Lutheran theology is well-known for the sharp antithesis it draws between law and gospel. This finds its root to some degree in the teaching of Luther who emphasized what is often called the “pedagogical” use of the Mosaic law, its use as a schoolmaster to accuse us of sin that we might look to Jesus to save us. Christians in the Reformed tradition typically see more continuity between the covenants, but this use of the Law is biblical and a major part of the Reformed heritage.
Often this use is based on Galatians 3:19–29. This use of the Law can certainly be derived from this passage, although it is more of a secondary application when it comes to the Law’s use among Gentiles, since the apostle is talking chiefly about Israel’s experience with the oracles of God. Perhaps a better place to go are the first few chapters of Romans wherein Paul discusses the role of natural law in condemning Gentiles alongside Jews who face the same condemnation at the hands of the Mosaic law (1:18–3:20). In any case, the Lord’s commandments serve both to make the non-Christian aware of his sin that he might trust in Jesus and to convict the Christian of his remaining sin that he might return to the cross repeatedly for cleansing, reaffirming his utter inability to save himself.
That such a use of the old covenant law is defensible is found in Paul’s statement in Romans 3:21–31 that the only way the sinner convicted by God’s law can be justified is through the imputation of the righteousness of Christ.
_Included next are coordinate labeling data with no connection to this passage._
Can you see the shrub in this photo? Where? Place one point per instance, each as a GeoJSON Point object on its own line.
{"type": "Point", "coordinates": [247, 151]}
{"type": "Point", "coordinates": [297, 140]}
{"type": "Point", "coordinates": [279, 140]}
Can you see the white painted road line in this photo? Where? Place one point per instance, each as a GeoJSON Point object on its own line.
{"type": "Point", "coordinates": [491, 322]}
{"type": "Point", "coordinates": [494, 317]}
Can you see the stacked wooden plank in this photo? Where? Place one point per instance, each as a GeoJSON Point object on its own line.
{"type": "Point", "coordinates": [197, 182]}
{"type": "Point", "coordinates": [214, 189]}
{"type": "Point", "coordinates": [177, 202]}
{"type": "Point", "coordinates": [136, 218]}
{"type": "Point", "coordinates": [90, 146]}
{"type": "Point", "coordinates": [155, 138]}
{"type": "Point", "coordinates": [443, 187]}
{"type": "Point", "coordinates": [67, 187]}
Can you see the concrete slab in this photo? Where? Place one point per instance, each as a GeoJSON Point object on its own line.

Consequently, the proclamation of God’s law should be a regular part of the preaching, for by hearing the Law the believer will be reminded of his need for the gospel, and any non-Christian present for the sermon will learn that he is under the righteous judgment of the Creator and must therefore trust in Jesus.
But God’s law must never be preached apart from the gospel. If this is done, we end up reducing Christianity to moralism, giving the message that people can by their own efforts do the right thing. We must never forget that the grace of God sets us free to love and serve him (Gal. 5:1), and so this grace must always be preached as well. Without the gospel, the Law is an impossible burden.
Our relativistic age does not like to hear that there is an eternal, unchangeable law that convicts all people. But the central message of the gospel is that we have broken this law and need to be reconciled to God, the great Lawgiver. If we do not know His law, however, we cannot tell people the bad news that they are estranged from God, and if we cannot preach the bad news, how can we preach the good news of salvation?